SINGAPORE - Disabled people can look forward to more opportunities for socialising among themselves and with the wider community.
A new site in Redhill, to be ready in the second half of next year, will have an art gallery featuring works by the disabled, and could offer activities such as flea markets and urban farming.
It will be a one-stop centre where the disabled and their caregivers can get information, referral and employment services as well as apply for grants.
Yesterday, plans for the 30,000 sq m site, as big as four football fields, were unveiled by government-established agency SG Enable, which offers services for people with disabilities.
Its office is already at the 141 Redhill Road site, which used to house the Employment and Employability Institute under the National Trades Union Congress.
Speaking at the launch, Minister for Social and Family Development Chan Chun Sing said he hopes the new place will lead to three types of "connections".

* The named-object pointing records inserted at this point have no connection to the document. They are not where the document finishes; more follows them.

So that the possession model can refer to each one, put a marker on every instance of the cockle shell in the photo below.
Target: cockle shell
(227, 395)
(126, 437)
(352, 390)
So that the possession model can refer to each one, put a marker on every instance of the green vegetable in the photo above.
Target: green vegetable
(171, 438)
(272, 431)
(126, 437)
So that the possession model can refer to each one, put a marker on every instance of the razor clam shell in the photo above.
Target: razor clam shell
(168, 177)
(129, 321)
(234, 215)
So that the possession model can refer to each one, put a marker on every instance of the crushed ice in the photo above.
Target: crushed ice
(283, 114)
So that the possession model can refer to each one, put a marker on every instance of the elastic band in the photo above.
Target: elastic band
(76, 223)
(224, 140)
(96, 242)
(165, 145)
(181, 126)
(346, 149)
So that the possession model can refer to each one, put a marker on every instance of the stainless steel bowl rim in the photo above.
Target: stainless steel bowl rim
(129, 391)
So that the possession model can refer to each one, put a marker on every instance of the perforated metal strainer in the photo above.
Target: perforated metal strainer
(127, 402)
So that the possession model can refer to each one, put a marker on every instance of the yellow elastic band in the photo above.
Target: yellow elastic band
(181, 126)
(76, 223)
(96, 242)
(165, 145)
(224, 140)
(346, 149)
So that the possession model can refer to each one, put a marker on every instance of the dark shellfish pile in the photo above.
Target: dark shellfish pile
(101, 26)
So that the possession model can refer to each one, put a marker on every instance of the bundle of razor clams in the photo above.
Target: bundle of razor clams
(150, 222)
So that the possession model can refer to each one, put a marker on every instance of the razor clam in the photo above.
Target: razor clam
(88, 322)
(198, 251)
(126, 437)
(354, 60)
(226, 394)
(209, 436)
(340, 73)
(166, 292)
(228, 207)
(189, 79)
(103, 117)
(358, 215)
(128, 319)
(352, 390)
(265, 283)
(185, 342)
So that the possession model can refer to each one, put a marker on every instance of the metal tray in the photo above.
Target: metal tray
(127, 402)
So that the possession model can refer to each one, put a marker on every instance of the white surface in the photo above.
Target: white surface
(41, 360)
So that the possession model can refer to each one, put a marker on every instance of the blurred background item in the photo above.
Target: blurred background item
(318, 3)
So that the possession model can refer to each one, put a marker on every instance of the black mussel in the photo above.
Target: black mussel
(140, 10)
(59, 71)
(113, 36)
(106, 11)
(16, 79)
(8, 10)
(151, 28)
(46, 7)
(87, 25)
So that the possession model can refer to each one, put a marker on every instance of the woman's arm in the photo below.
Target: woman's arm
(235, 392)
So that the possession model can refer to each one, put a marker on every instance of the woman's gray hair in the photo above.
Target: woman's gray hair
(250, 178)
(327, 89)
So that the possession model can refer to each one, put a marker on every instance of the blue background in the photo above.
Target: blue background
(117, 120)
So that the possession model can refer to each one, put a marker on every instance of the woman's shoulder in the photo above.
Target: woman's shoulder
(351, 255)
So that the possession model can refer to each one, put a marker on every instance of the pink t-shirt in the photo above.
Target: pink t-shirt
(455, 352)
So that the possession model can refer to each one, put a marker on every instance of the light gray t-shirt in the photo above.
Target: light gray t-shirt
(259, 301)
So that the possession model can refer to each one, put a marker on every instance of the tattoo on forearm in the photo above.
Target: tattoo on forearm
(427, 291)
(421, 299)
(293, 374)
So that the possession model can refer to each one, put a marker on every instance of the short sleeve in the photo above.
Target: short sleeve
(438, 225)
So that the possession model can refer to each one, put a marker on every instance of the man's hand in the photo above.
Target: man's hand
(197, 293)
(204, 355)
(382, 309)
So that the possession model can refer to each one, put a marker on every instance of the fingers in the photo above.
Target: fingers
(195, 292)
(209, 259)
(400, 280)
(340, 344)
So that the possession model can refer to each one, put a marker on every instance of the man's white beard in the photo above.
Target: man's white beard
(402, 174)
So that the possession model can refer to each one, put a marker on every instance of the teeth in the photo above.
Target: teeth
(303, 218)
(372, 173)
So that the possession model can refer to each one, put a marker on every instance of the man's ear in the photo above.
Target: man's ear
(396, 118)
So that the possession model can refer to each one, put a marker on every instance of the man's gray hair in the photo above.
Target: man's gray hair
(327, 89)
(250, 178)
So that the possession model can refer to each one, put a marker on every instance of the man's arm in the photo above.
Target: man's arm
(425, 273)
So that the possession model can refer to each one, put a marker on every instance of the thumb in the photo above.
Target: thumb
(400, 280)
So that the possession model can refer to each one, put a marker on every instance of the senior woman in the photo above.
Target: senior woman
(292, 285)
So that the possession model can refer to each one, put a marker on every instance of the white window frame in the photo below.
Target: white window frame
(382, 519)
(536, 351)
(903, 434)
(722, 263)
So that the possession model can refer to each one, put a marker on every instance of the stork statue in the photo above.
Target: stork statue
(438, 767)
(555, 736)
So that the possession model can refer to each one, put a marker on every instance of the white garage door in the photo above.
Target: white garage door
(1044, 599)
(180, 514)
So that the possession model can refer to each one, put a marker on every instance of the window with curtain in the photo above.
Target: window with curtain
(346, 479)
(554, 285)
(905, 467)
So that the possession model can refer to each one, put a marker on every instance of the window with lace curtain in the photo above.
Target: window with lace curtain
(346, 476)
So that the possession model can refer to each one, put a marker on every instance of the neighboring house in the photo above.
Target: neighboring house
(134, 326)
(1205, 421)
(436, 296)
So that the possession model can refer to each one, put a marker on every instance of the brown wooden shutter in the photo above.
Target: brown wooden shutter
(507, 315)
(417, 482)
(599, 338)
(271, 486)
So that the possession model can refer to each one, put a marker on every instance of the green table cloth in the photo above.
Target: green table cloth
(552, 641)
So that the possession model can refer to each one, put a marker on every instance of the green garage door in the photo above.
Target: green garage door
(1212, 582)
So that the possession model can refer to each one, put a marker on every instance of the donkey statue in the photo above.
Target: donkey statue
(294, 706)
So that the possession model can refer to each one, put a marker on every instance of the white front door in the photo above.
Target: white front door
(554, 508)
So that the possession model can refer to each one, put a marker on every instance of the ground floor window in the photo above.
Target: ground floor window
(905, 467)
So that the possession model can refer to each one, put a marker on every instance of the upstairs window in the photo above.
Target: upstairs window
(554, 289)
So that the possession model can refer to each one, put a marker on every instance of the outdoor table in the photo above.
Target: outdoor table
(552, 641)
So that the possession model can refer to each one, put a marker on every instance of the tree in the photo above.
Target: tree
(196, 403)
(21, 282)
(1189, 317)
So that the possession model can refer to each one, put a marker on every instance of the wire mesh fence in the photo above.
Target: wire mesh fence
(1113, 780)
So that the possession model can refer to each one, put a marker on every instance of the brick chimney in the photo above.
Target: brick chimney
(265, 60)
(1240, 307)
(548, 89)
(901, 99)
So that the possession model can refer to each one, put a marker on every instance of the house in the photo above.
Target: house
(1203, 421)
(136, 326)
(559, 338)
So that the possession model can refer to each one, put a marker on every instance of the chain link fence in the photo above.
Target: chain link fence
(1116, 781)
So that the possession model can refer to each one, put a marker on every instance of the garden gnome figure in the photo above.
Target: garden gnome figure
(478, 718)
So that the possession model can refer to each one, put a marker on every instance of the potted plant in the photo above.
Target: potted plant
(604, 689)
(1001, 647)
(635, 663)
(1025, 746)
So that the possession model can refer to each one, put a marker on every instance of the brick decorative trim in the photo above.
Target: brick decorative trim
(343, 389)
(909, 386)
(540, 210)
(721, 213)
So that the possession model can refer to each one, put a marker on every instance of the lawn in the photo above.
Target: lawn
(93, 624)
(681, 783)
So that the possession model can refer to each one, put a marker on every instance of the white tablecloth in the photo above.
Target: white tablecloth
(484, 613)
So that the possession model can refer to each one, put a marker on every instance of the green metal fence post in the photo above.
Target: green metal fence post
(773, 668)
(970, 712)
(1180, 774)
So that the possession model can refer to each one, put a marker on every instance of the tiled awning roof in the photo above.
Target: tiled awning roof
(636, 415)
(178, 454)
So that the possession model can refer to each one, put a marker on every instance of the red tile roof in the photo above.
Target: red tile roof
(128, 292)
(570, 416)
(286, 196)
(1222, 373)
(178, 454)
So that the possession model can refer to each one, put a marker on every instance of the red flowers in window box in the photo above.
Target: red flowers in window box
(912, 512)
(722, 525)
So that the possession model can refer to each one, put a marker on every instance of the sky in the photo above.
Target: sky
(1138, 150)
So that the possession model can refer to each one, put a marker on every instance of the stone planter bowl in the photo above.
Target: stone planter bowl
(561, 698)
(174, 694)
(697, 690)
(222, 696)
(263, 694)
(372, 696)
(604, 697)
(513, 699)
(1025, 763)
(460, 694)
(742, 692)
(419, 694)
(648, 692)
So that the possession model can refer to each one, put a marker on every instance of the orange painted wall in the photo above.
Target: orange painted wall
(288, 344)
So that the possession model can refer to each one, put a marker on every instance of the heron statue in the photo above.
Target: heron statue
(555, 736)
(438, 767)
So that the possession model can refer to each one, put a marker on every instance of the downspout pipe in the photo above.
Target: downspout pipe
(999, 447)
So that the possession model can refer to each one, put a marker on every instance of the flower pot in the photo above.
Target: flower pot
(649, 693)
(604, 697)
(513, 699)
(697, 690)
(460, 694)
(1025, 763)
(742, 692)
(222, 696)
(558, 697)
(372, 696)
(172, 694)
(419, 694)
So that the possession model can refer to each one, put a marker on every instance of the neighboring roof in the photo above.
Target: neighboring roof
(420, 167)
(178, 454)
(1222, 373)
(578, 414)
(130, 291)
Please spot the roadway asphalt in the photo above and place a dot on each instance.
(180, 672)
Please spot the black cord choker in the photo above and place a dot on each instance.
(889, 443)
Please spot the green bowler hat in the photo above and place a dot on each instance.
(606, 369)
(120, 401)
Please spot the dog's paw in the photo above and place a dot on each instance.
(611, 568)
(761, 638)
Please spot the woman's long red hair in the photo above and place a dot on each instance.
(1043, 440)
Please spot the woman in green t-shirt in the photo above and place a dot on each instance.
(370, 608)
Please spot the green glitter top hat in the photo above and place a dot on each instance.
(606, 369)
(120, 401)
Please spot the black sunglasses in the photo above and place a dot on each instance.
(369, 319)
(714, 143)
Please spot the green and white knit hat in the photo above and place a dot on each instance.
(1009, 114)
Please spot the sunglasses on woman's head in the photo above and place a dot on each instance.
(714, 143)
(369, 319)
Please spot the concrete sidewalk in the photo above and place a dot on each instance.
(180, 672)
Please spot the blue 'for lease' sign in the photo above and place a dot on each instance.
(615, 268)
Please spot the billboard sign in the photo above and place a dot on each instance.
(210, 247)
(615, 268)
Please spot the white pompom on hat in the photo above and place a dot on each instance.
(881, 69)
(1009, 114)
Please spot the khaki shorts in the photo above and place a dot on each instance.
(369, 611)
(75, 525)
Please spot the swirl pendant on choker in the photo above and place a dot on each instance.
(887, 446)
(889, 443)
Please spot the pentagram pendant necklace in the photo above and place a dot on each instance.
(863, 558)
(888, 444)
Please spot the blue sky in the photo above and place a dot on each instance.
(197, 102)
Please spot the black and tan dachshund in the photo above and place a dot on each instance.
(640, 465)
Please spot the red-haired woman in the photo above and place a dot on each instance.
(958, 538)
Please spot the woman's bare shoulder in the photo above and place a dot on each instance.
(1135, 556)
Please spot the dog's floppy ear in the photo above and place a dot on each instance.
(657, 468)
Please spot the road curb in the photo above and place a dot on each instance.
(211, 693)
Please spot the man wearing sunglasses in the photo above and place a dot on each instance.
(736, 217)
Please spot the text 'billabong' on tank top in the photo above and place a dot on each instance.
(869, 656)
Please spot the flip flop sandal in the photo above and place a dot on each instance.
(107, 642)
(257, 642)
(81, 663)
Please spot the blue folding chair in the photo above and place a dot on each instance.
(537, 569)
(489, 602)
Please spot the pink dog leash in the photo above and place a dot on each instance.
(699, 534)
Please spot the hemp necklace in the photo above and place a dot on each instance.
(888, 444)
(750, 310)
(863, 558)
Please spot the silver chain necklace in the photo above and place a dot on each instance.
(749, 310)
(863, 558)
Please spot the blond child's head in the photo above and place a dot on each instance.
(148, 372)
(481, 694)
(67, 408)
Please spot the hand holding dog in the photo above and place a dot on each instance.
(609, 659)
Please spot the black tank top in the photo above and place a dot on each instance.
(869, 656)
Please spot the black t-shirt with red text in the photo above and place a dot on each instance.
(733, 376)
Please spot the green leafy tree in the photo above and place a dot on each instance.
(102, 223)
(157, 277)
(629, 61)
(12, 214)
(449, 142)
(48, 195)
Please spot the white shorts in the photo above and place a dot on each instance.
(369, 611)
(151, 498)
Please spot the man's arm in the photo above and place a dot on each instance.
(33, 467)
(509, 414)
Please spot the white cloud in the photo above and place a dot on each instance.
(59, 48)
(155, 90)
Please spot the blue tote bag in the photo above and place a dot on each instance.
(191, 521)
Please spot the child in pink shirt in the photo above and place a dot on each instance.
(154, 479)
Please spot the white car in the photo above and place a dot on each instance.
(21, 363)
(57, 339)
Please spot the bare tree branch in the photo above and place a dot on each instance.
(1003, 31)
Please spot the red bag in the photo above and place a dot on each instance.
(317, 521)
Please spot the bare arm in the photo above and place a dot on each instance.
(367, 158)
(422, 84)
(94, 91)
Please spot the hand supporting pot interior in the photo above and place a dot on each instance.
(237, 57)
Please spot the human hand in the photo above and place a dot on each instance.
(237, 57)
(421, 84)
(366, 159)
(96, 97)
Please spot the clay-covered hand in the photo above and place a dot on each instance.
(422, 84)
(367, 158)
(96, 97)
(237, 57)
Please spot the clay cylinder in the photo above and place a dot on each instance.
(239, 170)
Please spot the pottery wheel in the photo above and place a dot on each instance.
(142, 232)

The first two are about connecting the disabled with job opportunities available to others, and connecting the disabled with the rest of society.
"We didn't want this place just to be an exclusive one for people with disabilities, as if it is a part that is divorced from the larger society," he said.
He hopes the new site will also be one where people can connect with their "inner selves".
It will have facilities for on- the-job training in the food and beverage and retail sectors. And there will be disabled-friendly features such as lifts, ramps and sheltered walkways from the Redhill MRT station.
SG Enable's chief executive Ku Geok Boon said: "Through the services and infrastructure on this site, we hope to enable people with disabilities to... pursue independent and dignified lives."
Help groups such as the Society for the Physically Disabled (SPD), Autism Resource Centre and the Movement for the Intellectually Disabled of Singapore will have satellite offices at the site.
SPD executive director Abhimanyau Pal said offering multiple services under one roof would be helpful.
Housewife Marsita Rubianti, 40, whose 12-year-old son is intellectually disabled, said that he could go to the site for job training while she could tap other information services.
Mr Phillip Tan, chairman of Community Chest, yesterday said it has raised $2.5 million for the upgrading of the site.
This will be matched dollar for dollar by the Government.
A naming contest for the new site was also launched yesterday.